Many of you know that I am mourning the passing of Fred Jappe, who was 89.  Fred was father to my childhood best friend (Mark), a model of thoughtful Christian devotion, and an outstanding human.  He was an original thinker, a fantastic teacher, and a lovely person to be around. He influenced me greatly growing up at Del Cerro as a teen. I shared his great love of books, of quick ribard wit, and of unconventional theological discussions. This Mesa College Chemistry professor taught me to be radically open to every argument, book, and speaker. He was so impressed that Mark and I went to hear Rev. Ike in person.
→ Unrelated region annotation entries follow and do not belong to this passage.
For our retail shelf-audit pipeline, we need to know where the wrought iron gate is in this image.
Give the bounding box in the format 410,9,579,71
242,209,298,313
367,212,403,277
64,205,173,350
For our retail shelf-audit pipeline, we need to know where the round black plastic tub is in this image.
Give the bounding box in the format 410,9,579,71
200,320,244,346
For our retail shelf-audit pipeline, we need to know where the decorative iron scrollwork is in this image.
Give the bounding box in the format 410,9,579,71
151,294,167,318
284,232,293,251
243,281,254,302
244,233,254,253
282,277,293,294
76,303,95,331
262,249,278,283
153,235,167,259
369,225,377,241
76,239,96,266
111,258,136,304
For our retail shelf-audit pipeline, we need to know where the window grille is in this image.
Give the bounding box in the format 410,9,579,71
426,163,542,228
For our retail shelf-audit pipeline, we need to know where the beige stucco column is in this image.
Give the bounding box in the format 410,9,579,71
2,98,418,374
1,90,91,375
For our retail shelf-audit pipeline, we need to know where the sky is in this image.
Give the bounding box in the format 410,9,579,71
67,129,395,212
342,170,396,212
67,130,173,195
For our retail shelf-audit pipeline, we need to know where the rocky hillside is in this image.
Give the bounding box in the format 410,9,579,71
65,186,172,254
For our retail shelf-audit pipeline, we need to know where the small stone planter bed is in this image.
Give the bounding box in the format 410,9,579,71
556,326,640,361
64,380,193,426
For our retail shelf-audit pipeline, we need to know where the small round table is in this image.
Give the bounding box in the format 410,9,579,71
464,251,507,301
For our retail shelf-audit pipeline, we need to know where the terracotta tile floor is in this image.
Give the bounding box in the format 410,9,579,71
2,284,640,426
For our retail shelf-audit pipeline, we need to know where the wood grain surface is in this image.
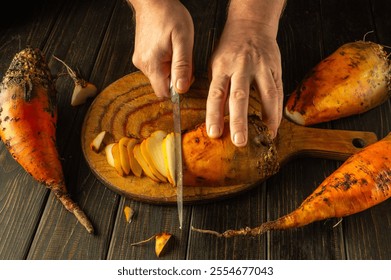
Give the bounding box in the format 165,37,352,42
0,0,391,260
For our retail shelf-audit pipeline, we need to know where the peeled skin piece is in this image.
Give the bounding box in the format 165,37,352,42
284,41,391,126
182,116,279,186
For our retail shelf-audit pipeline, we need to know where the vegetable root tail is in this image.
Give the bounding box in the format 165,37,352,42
51,184,94,234
191,222,272,238
192,215,302,238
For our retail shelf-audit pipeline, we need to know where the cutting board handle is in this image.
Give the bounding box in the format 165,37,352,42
276,119,378,164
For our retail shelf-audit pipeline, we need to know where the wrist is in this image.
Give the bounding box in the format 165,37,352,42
127,0,178,11
226,0,286,37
He paid for our gas (and a milkshake afterwards) for his son and me to attend Bible Study Fellowship in Oceanside every week for one entire school year, a 40 min drive each way. 

As I’ve told you my father, Jay Usey, was a good man and an alcoholic, who drank himself to sleep every night.  He wasn’t mean; far from it, but he was absent from his family most every night after 6 pm.  Consequently I cobbled together a frankenstein father figure from men I knew whom I admired: Sam my pastor, Bill my Campus Life director, Mike one of my girlfriend’s father, and Fred Jappe.  He wasn’t the last person in my life to encourage me to think with deep curiosity and intellectual courage, but he was likely the first.  Fred was not afraid to question any theology and to listen carefully.  Along with my brother and sister, Fred was always shoving books into my hands that he thought I should read, and then he’d want to discuss it with me.  He was hungry for discussion and knowledge, and this in the context of a deeply held faith in Jesus Christ.  As I said Fred was a chemistry professor at Mesa Community College, and he taught a NT course that was open to all comers and always packed.  I met many of his former students at my church, several of which had become Christians because of Fred’s wide open class. 

Every Sunday night my church had an informal bible study from 6-7; there was no youth group.  With my BFFs Jeff and Mark (Fred’s son), we always went out to the movies afterwards.  Mark often invited his father Fred to join us (Fred was the only one of our fathers to be at church), and Fred consistently declined, saying, “No thanks, son, I’m going to go home and sleep with your mother.”  He was quite clear that no movie could ever win out over having sex with his wife, Kay.  One time when I was home from Baylor I preached a sermon on the importance of failure–I actually preached it again here my second Sunday ever at College Park in 1994.  It was a different type of sermon for me, more allusive and indirect, different from the psychological sermons that my mentor Sam preached.  Fred found me afterwards and said, “This is exactly the type of sermons you should be preaching.”  He blessed my unique voice. Of all the many people Ann has met of my friends in San Diego, Fred was Ann’s all time favorite. 

We also shared a birthday–he would have been 90 in three weeks, and I was planning to be there for it.  His East Coast funeral is Feb 19 in Washington D.C., and I’m hoping to attend.  Fred’s work was imbued with God’s presence, and all who knew him felt it.

The things we do, the people we meet, and the work we create are chances to share our life with God. A lawyer pushes for justice. A teacher sees the light go on. A manager helps workers get along. A CPA makes the numbers less intimidating. An architect creates something beautiful. When we pay attention to God at work we see what our lives could be.